Os homens de Wilder são máquinas sexuais em busca
do gozo e a diferenciação dos tipos de homens passa sempre entre aqueles que o
conseguem ou não. Muitas vezes, esse gozo é perverso – principalmente no caso
das ambiguidades do aproveitador, como William Holden em Sabrina (1954) e Inferno Nº 17 (1953);
mesmo em Crepúsculo dos Deuses, sua morte não é senão uma
espécie de gozo do defunto-autor completando sua mais importante narrativa. Em
outras, o gozo é conquistar a garota e corrigir seu pecado original – A Mundana (1948), O Amor na
Tarde, Humphrey Bogart em Sabrina.
Contudo, é só com Jack Lemmon que o homem encontra
certa complexidade, muito devido ao próprio ator, figura chave no cinema de
Wilder. Lemmon é um everyman: não tem a
pinta de galã para ser puramente um conquistador, mas não é propriamente
um loser. Há uma dignidade em sua persona da qual os
protagonistas de Wilder tirarão proveito para atingir uma nova camada que
Bogart, Gary Cooper e Tony Curtis não faziam. O cinema de Wilder após Jack
Lemmon como braço direito ganha em significados da alma masculina apenas por
sua presença em cena, seja fazendo um trabalhador comum em Se Meu Apartamento Falasse, um jornalista viciado em
notícias sangrentas em A Primeira Página (1974) ou
um marido suicida em Amigos, Amigos, Negócios à
Parte (1981). Não mais o homem é um bloco sólido em busca do
gozo ou o marido traído ou o perdedor que não pega ninguém; com Lemmon, por
procuração, o macho ganha certa sensibilidade e opacidade.

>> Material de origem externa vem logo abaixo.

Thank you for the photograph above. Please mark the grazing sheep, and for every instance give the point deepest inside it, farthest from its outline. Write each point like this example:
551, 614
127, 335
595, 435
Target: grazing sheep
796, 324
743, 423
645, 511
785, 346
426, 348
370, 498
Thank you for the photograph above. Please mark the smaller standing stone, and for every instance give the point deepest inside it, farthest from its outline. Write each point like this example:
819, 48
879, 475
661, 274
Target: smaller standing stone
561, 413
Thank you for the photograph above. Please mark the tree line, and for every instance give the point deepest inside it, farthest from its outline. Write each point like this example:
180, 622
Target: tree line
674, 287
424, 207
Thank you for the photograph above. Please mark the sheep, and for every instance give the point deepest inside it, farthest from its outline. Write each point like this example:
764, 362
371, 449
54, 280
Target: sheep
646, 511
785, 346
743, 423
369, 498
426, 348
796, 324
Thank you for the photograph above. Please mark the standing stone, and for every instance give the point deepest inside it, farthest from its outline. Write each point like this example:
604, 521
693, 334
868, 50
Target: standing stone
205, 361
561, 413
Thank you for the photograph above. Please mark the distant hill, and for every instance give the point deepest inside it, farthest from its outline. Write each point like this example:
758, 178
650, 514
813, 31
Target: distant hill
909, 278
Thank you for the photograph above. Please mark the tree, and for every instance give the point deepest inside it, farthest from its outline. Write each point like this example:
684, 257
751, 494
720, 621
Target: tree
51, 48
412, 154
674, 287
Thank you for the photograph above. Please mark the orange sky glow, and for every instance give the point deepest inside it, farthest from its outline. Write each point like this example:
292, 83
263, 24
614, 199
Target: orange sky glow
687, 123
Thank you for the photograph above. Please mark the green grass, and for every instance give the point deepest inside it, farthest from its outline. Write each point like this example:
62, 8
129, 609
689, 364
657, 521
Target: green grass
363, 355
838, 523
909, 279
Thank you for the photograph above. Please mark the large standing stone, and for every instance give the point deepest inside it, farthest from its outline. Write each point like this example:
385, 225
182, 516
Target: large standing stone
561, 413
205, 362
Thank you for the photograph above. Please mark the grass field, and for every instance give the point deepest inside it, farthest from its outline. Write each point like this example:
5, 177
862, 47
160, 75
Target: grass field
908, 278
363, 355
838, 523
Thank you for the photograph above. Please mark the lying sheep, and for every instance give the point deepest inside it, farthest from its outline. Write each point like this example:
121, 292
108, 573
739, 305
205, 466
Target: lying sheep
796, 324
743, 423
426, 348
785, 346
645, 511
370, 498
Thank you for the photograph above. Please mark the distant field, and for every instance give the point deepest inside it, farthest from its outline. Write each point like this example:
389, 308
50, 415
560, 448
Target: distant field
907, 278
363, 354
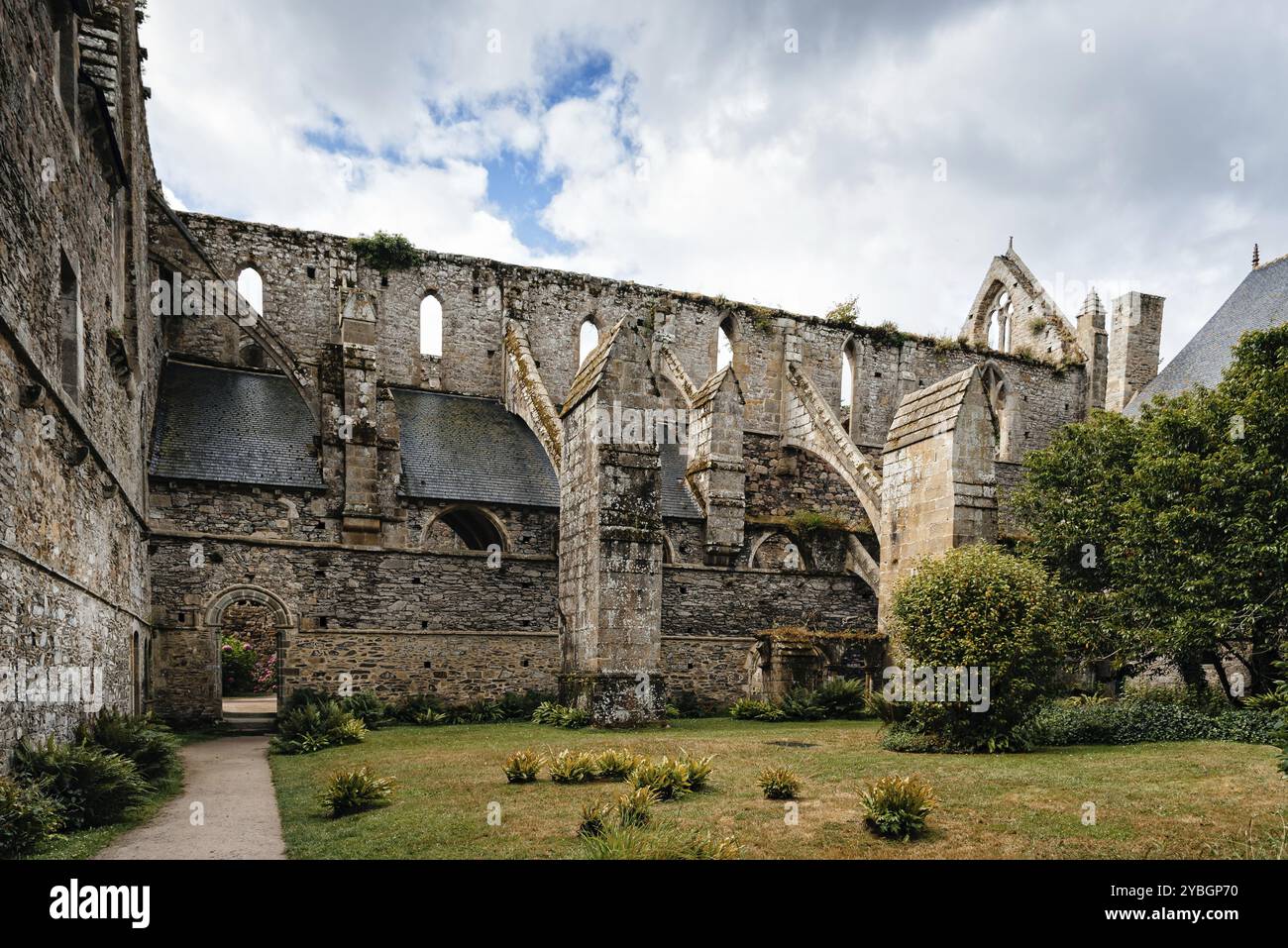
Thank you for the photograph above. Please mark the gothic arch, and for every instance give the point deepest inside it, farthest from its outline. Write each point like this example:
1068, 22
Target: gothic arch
490, 530
1004, 402
214, 610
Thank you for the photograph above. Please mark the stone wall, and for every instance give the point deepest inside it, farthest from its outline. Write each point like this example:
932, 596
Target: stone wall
75, 586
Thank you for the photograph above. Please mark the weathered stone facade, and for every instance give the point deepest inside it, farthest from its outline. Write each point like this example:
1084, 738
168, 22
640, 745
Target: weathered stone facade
623, 558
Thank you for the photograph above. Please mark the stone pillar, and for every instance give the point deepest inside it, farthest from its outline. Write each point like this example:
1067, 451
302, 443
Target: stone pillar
1095, 343
610, 537
716, 469
939, 484
361, 424
1132, 347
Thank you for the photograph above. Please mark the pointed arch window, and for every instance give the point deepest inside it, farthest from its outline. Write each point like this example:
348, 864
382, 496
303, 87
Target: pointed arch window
432, 327
724, 344
588, 338
250, 287
1000, 320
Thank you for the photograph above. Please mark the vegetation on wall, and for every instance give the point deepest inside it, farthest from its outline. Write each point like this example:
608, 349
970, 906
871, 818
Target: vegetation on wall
384, 252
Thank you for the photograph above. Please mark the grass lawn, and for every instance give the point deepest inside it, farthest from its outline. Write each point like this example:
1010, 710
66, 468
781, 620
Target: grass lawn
85, 844
1173, 800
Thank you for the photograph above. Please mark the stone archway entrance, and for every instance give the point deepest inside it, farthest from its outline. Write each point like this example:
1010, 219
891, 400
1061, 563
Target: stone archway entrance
261, 622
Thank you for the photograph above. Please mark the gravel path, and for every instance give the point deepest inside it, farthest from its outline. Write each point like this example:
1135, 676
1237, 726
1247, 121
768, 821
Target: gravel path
239, 818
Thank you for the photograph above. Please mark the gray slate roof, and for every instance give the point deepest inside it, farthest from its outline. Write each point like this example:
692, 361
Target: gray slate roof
1258, 303
253, 428
223, 424
455, 447
458, 447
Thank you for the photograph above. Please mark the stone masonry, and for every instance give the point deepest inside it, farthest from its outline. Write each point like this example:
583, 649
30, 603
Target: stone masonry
526, 553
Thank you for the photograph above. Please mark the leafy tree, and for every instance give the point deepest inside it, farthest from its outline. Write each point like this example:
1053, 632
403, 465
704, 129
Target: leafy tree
979, 607
1186, 514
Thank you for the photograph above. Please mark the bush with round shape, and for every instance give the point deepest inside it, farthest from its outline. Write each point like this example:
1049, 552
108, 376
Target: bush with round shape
355, 791
978, 607
523, 767
780, 784
897, 806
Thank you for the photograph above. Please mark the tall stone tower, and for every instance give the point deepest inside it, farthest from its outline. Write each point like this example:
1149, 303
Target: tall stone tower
1095, 342
610, 536
1137, 327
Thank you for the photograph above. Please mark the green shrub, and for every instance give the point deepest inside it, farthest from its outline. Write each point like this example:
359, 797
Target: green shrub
91, 786
309, 728
632, 809
385, 252
373, 711
802, 704
907, 741
754, 710
697, 771
559, 715
638, 843
978, 607
27, 818
523, 767
1146, 719
613, 764
897, 806
572, 767
668, 779
149, 743
353, 791
842, 698
778, 784
593, 818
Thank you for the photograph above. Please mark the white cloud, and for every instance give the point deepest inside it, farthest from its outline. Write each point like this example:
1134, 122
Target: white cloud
709, 158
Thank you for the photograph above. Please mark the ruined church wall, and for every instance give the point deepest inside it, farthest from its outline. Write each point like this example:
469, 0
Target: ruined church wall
475, 292
73, 583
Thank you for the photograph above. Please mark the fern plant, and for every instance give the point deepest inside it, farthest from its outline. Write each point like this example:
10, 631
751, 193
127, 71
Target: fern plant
778, 784
353, 791
572, 767
523, 767
897, 806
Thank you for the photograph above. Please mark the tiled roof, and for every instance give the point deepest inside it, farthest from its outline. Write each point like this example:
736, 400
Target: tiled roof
455, 447
226, 424
928, 411
223, 424
1258, 303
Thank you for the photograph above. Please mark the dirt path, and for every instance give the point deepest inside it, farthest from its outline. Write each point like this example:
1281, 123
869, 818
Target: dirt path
239, 818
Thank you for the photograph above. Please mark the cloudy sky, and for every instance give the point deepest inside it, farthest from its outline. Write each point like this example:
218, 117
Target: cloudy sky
789, 154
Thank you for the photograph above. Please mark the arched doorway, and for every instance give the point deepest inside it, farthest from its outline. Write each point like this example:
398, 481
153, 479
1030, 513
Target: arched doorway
249, 626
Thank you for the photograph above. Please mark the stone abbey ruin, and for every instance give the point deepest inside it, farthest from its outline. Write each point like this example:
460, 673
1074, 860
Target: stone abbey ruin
496, 511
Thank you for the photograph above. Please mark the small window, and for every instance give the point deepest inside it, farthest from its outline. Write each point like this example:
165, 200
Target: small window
588, 340
432, 327
71, 330
250, 287
724, 346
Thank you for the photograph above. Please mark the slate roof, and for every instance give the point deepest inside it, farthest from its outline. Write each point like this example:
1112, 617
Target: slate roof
456, 447
253, 428
1258, 303
928, 411
223, 424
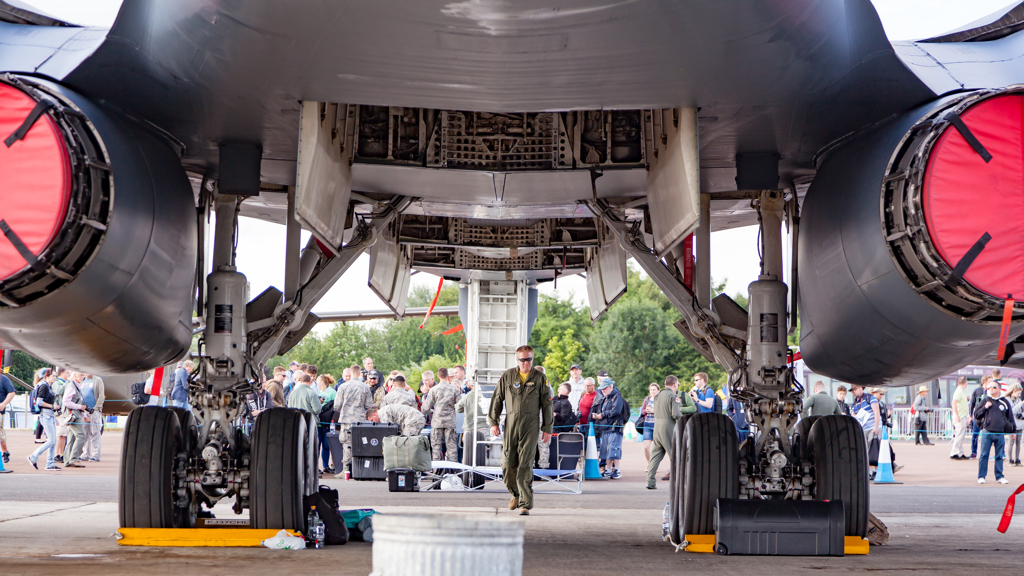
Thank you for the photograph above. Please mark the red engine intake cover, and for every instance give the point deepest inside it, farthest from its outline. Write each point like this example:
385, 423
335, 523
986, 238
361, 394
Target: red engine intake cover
965, 197
35, 180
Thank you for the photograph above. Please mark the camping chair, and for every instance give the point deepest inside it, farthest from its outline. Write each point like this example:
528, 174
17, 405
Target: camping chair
565, 457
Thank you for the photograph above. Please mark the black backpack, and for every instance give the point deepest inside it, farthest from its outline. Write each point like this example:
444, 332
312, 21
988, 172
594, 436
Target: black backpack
138, 396
32, 401
335, 531
625, 414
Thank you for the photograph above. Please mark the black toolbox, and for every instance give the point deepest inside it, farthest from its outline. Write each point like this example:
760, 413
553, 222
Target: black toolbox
369, 467
368, 438
779, 527
402, 480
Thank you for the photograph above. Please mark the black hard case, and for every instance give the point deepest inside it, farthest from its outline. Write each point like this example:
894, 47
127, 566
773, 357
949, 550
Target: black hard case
368, 438
779, 527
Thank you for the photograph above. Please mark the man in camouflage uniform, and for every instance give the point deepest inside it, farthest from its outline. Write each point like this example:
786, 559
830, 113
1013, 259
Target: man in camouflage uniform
439, 404
410, 420
400, 395
669, 407
350, 406
522, 392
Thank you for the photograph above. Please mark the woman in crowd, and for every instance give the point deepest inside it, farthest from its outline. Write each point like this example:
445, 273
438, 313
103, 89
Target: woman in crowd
45, 400
562, 409
647, 411
325, 388
1014, 444
586, 403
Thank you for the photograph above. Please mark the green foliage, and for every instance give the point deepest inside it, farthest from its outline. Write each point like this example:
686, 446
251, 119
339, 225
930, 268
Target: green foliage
634, 342
393, 345
414, 374
555, 318
563, 352
24, 366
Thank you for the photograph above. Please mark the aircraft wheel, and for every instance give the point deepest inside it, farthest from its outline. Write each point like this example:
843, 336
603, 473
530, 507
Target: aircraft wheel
804, 429
841, 467
278, 477
711, 468
152, 443
675, 481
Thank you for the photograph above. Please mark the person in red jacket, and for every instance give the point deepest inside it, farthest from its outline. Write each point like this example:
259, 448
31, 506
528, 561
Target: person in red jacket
586, 402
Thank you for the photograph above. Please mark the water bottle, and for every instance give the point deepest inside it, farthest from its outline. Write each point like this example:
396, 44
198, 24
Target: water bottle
314, 529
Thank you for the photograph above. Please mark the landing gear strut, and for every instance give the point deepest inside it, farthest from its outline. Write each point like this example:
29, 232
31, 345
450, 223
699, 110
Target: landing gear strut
177, 459
817, 459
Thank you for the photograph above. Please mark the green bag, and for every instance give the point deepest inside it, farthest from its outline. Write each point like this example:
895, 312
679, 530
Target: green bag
411, 452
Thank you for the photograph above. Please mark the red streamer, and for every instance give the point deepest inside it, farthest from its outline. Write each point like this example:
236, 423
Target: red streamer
158, 377
1009, 511
452, 330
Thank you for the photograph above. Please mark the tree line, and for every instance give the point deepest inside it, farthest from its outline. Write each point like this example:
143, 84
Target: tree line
635, 341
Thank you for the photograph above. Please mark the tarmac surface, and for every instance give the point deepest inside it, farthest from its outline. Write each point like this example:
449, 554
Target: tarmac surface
939, 521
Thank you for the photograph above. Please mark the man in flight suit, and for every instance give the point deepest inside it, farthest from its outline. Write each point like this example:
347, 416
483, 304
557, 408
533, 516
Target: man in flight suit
522, 392
668, 409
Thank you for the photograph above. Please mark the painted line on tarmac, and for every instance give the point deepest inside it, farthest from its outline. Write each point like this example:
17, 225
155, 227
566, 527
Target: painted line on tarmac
48, 512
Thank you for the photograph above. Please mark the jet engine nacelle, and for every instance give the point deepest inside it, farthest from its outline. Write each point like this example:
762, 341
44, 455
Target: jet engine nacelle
910, 242
98, 259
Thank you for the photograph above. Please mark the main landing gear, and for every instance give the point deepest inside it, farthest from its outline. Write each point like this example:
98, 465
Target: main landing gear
782, 459
176, 460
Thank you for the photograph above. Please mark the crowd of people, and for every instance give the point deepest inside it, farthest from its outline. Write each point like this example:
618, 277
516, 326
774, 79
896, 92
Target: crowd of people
70, 423
70, 408
365, 394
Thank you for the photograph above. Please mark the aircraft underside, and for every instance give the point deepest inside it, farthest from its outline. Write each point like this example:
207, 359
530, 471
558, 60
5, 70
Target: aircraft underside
906, 261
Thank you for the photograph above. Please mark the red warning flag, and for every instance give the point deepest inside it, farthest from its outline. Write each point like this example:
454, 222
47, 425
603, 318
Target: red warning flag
1009, 511
452, 330
158, 377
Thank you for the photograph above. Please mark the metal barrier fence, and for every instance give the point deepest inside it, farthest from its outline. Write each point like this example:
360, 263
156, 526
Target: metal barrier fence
940, 423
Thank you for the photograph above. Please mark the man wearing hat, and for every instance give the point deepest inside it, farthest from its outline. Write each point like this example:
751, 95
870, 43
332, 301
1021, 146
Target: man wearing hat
522, 393
577, 386
922, 407
994, 415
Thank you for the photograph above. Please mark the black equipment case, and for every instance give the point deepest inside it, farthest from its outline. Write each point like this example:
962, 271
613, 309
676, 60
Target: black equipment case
402, 480
369, 467
779, 527
368, 438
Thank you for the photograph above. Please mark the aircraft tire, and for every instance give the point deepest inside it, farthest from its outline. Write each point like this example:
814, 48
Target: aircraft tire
804, 429
711, 467
675, 481
278, 476
145, 492
841, 467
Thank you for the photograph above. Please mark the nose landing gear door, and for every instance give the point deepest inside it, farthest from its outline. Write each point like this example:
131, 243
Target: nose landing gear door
605, 273
390, 271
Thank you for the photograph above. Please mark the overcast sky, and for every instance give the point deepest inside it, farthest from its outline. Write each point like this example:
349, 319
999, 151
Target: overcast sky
733, 252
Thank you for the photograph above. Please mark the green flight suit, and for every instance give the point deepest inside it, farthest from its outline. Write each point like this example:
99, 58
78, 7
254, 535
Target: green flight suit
521, 401
668, 408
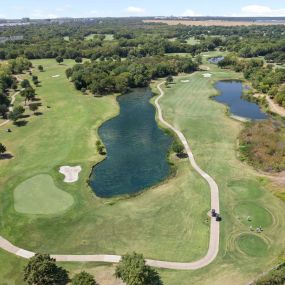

As mulheres, por sua vez, cumprem dois papéis
básicos: a esposa e a puta. Em grandes momentos, como em Se Meu Apartamento Falasse e Avanti! (1972), Wilder vai trabalhar no limite
entre os dois papéis. Em Se Meu Apartamento Falasse,
Fred MacMurray, para se livrar rapidamente do constrangimento de não ter
comprado presente de Natal para sua amante Shirley MacLaine, dá uma nota de cem
dólares à mulher logo após o encontro amoroso. Essa nota deixa de ser apenas um
presente mal-colocado, demarcando a fronteira entre o romance proibido e a
prostituição. Em Beija-me, Idiota (1964), a
fronteira é mais evidente, pois é espacial: a esposa vai viver uma noite de
puta enquanto a puta assume o lugar da esposa em sua casa. Nada, porém, vai
além da combinação esposa-puta, e parte da questão masculina gira entre ficar
com a mulher que é “pra casar” em oposição às outras – estopim de A Primeira Página.
Seria então Billy Wilder um misógino? Ou esse traço
é apenas o calcanhar de Aquiles do diretor, denunciando seu lugar no tempo e na
História do cinema? O principal é aventar a possibilidade de, ao contrário dos
homens, Wilder não ter seu “Jack Lemmon de saias”. Marylin Monroe é um furacão
sexual, Kim Novak foi sexualizada ao extremo em Beija-me,
Idiota, Audrey Hepburn ficou a bobinha apaixonada. O mais próximo de
repetir no feminino a presença de tela de Jack Lemmon foi com Shirley MacLaine,
conseguindo graça e doçura sem cair na mera inocência ou no sentimentalismo do
clichê romântico em Se Meu Apartamento Falasse;
e um lado sexual sem perder a ternura em Irma La Douce (1963).
Curiosamente, quem paga o pato nessa guerra dos
sexos mal-resolvida é o homossexual, o motivo mais recorrente de piadas de seus
filmes – mesmo em Quanto Mais Quente Melhor, o bufão
da história é o personagem apaixonado por Jack Lemmon travestido. E o desastre
de A Vida Íntima de Sherlock Holmes (1970) não parece
vir de outro lugar senão de Wilder não ter muito tato em deixar no ar a
possível homossexualidade do protagonista.